First What is Machine Language:
Although programmers tend to use C or C++ or Pascal these days, the language closest to the PC hardware
is machine language. Not one second during a PCs powered on lifetime passes where the computer is not
executing machine language.
Assembly Language or Machine Language:
To word this simply, you can say that say that assembly language is a human-readable text, and machine
language is machine-readable binary code. When you program in assembly language, you are programming
on the machine language level.
To program directly in machine language is teadious, so you use assembly language instead, and use an
assembler to produce the actual machine code.
The assembler language is the symbolic programming language that lies closest to the machine language in
form and content.
You will, therefore, find the assembler language useful when:
You need to control your program closely, down to the byte and even the bit level.
You must write subroutines for functions that are not provided by other symbolic programming languages,
such as COBOL, FORTRAN, or PL/I.
Windows Memory
The first thing you need to know that windows memory is numbered, the first byte is at offset number 0, and
the highest possible offset for a byte is just over 4.2 billion (ffffffff hex)
When a program executes it will start at the first instruction (starting at 400000 (hex) in windows 95) and then
go onto the next one in a linear fashion, that is until a jump or conditional jump happens.
Conditional jumps are like a choice. If something happens then jump to here, otherwise just keep going in the
code. For instance if a character has 0 hp after being hit it will compare the hp to 0 and if it's 0 then it will jump
to the death routine.
Disassembling (W32Dasm)
Using w32Dasm disassembler on: diablo_s.exe
Start off by loading the project. It may take awhile, go fix yourself a drink :)
After this, go to Disassembler menu/Save Disassembly Txt File and Create Project File
and then next time you load it it'll just take 5 seconds...

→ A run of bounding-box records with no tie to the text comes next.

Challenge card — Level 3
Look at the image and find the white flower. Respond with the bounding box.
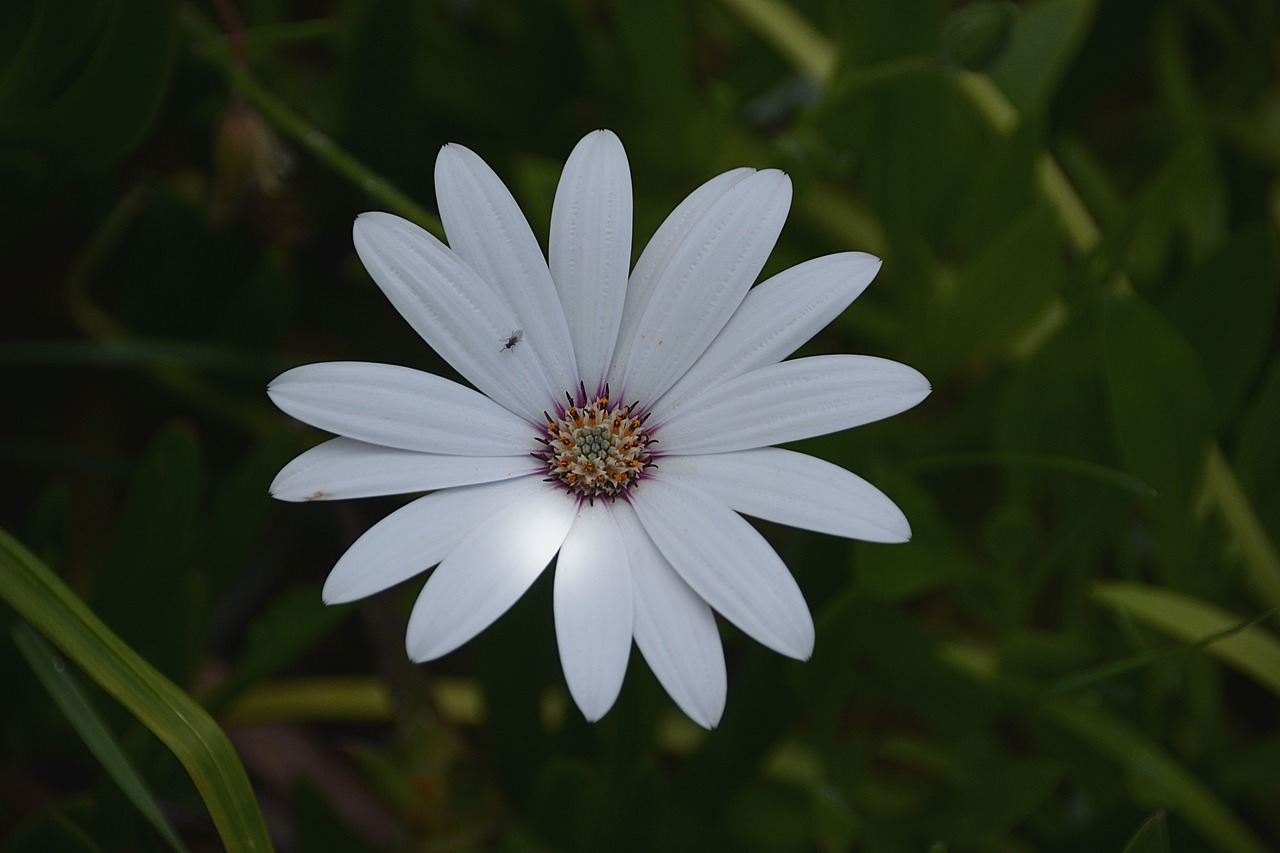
[269,131,929,727]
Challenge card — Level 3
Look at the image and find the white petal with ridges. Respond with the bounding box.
[653,355,929,456]
[266,361,534,456]
[554,502,632,722]
[631,476,814,660]
[662,252,881,411]
[617,169,791,400]
[660,447,911,542]
[613,501,728,729]
[406,480,577,662]
[548,131,631,393]
[435,145,577,388]
[323,476,547,605]
[609,168,755,379]
[353,213,552,419]
[271,438,535,501]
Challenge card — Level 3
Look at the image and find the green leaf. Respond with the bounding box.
[989,0,1096,115]
[1093,581,1280,695]
[933,201,1066,364]
[1123,812,1172,853]
[209,587,351,713]
[943,0,1018,70]
[1102,297,1213,519]
[911,451,1156,497]
[0,529,271,853]
[91,424,205,681]
[0,0,174,164]
[1165,224,1280,424]
[941,643,1267,853]
[13,622,187,850]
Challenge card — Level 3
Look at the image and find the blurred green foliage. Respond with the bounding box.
[0,0,1280,853]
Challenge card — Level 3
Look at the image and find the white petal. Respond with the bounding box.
[406,480,577,662]
[631,476,813,660]
[353,213,552,418]
[554,502,632,722]
[613,501,728,729]
[323,476,547,605]
[548,131,631,393]
[659,447,911,542]
[435,145,577,389]
[271,438,535,501]
[618,169,791,400]
[609,168,755,379]
[654,355,929,456]
[266,361,534,456]
[663,252,881,411]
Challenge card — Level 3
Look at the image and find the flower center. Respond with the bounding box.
[534,386,654,500]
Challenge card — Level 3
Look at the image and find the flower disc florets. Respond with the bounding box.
[534,387,654,500]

Ok, now that you've finshed loading it...Hmm, so what do all these funky symbols mean? :)
Well, now what ya gotta do is this: goto font under the Disassembler menu. Then goto select font and select
fixedsys. Now you can actually read it! :)
Meanings of all those numbers you see:
Scroll down to about halfway and take a look at the code. For instance:
:0044BD61 0570010000 add eax, 00000170
: <offset> <code> <translation into asm>
Also if you look at the bottom of the window:
Code Data @:0044BD61 @Offset 0004B161h in File...
<offset in winmem> <offset in file (h=hex)>
Here's a few clues as to understanding the language:
eax, ebx, ecx, edx, are registers - that's a place set aside in the actual CPU to hold information that's being
processed presently.
The code is read sequentially unless there's a jump then it'll jump to that location instead. Basically a jump will
be anything with a j at the beginning There are many different types of jumps, some are conditional, and a
couple are unconditional. A conditional jump will check the last instruction (usually a compare or test) and
jump if certain conditions are met. Here are a couple of examples:
jmp - unconditional jump (always jumps)
je - jump if the two numbers are even
jne - jump if they're not even
jg - jumps if second number is greater (I think it's the second...)
jl - jumps if the second number is less
Conditional jumps are preceded by compares or tests. this will basically compare a number against another
number and jump if the condition is met.
eg:
cmp ecx, 00000004
je 0041F786
What this is saying is compare the number that's currently in the ecx register against 4 (hex) and if they're
equal then jump to the instruction in the memory location 41f786 in the program. If it's not equal, then it won't
jump and will just go onto the next instruction.
Add means simply add a number to another number
add eax, edx -means to add the value stored in the edx register to the value in eax register.
Likewise with sub = subtract.
One more simple command to learn: move data
mov edx, 000000d8 means move the number <hex> 000000d8 into the edx register
mov edx, eax means move the value in eax into edx.
mov is pretty straight forward...
Well there's just one more thing that I know quite well...
push and pop commands:
push esi (another register) pushes the value in esi onto the "stack"
The "Stack"
You don't need to know anything about the stack except that it's "last in first out" so the last number pushed is
on top of the stack and will be the first to be taken off (popped), then after that the second to entered will be
taken at the next pop, etc.
so pop edi would take the last number put on the stack and put it in edi.
Numbers are often pushed onto the stack, then later popped back into the program.